Petition - Deadline Relief for Longest Results

Svenie25
Svenie25
Joined: 21 Mar 05
Posts: 139
Credit: 2436862
RAC: 0

RE: The deadline (actually

Message 70024 in response to message 70023

Quote:

The deadline (actually its "length") is a property of the workunit and thus inserted by the workunit generator at time of creating the workunit, nothing is known (and necessary to know) about the host they will later be assigned to. The workunit generator, however, knows about the "size" of a workunit that is reflected by the number of credits that will finally be granted for it. A variable deadline would be derived from this "size" of the workunit, not from any info about any host.

Would this concept of a variable deadline be desirable?

BM

I think so. This should be the same system at SETI, I think.
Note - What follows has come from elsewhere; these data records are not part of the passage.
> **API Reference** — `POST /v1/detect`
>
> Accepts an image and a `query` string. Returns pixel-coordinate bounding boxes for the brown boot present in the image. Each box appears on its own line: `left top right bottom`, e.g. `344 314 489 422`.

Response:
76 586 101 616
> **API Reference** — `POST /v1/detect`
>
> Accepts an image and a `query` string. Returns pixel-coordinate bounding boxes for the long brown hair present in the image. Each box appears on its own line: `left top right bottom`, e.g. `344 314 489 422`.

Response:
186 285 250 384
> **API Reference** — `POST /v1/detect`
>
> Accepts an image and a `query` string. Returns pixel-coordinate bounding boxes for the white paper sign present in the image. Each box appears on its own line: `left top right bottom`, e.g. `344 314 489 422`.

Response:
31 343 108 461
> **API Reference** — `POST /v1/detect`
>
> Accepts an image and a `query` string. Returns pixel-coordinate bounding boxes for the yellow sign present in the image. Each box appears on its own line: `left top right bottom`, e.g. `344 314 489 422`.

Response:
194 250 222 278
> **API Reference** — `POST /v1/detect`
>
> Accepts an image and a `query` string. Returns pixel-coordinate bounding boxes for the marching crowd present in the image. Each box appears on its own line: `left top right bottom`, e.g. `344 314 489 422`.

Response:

Ther is also a variable deadline from the size of the WU.

Alinator
Alinator
Joined: 8 May 05
Posts: 927
Credit: 9352143
RAC: 0

RE: The deadline (actually

Message 70025 in response to message 70023

Quote:

The deadline (actually its "length") is a property of the workunit and thus inserted by the workunit generator at time of creating the workunit, nothing is known (and necessary to know) about the host they will later be assigned to. The workunit generator, however, knows about the "size" of a workunit that is reflected by the number of credits that will finally be granted for it. A variable deadline would be derived from this "size" of the workunit, not from any info about any host.

Would this concept of a variable deadline be desirable?

BM

Agreed, and when the scheduler decides whether or not to send a given WU to host it has the reported performance and other metrics for the host to use for that purpose.

However, keep in mind you would only 'need' to use variable deadlines if you intended to send the whole spectrum of template frequencies to all hosts so that the tightness factor was constant over that range.

If you were to stick with the 'slowhost/fasthost' method used in S5R1/I, then the main factor would be the trigger points for the ranges. Of course the downside to that with a fixed two week deadline is you will progressively raise the bar for who can participate as the work gets 'tougher'. IOW's slowhosts would only be able to run a smaller fraction of the work, all other things being equal.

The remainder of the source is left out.